JPMorgan CEO whines that regulators are being too mean

Even as Wall Street chips away at financial reform, Jamie Dimon says banks are "under assault"

Published January 14, 2015 4:17PM (EST)

  (AP/J. Scott Applewhite)
(AP/J. Scott Applewhite)

The New York Times this morning highlights how Wall Street is gradually chipping away at the Dodd-Frank financial reform law of 2010, tacking deregulatory measures onto urgent legislation like last month's massive government spending bill. This has reform advocates warning that Dodd-Frank faces "death by a thousand cuts," in the words of Americans for Financial Reform policy director Marcus Stanley. But to hear JPMorgan Chase CEO Jamie Dimon tell it, Wall Street is going through a terrible patch.

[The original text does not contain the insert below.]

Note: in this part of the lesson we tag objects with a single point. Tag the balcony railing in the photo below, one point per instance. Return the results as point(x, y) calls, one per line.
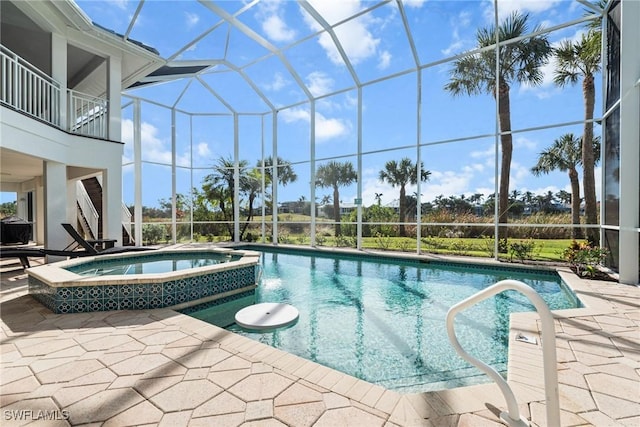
point(87, 114)
point(29, 90)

"Banks are under assault," Dimon declared in a conference call with reporters today, Reuters reports. "We have five or six regulators coming at us on every issue. It's a hard thing to deal with," the tormented soul lamented.

Dimon's remarks came as JPMorgan reported a 6.6 percent fall in its quarterly profit amid mounting legal costs. In the fourth quarter of 2014, the bank's legal fees totaled $1.1 billion, an increase from $847 million in the fourth quarter of 2013. For all of 2014, legal expenses amounted to $2.9 billion, which marked a decrease from 2013, when the bank was hit with a record $13 billion penalty for mortgage fraud.

In the conference call, Dimon also blasted federal rules that require banks to shore up capital reserves -- part of regulators' effort to avoid future taxpayer bailouts of troubled financial institutions.

“The regulators clearly want even more capital,” Dimon said. “We’ll meet those requirements. But those measures aren’t a measure of risk at all. It is simply a measure of size. This company is as sound as it gets.”

While Dimon rails against mean regulators in Washington, he has played a key role in scuttling the financial reform law he so loathes. Last month, Dimon personally called members of Congress to whip votes for a spending bill that funded most of the government through the end of the fiscal year; the measure contained a provision gutting Dodd-Frank's regulation of risky financial instruments known as swaps.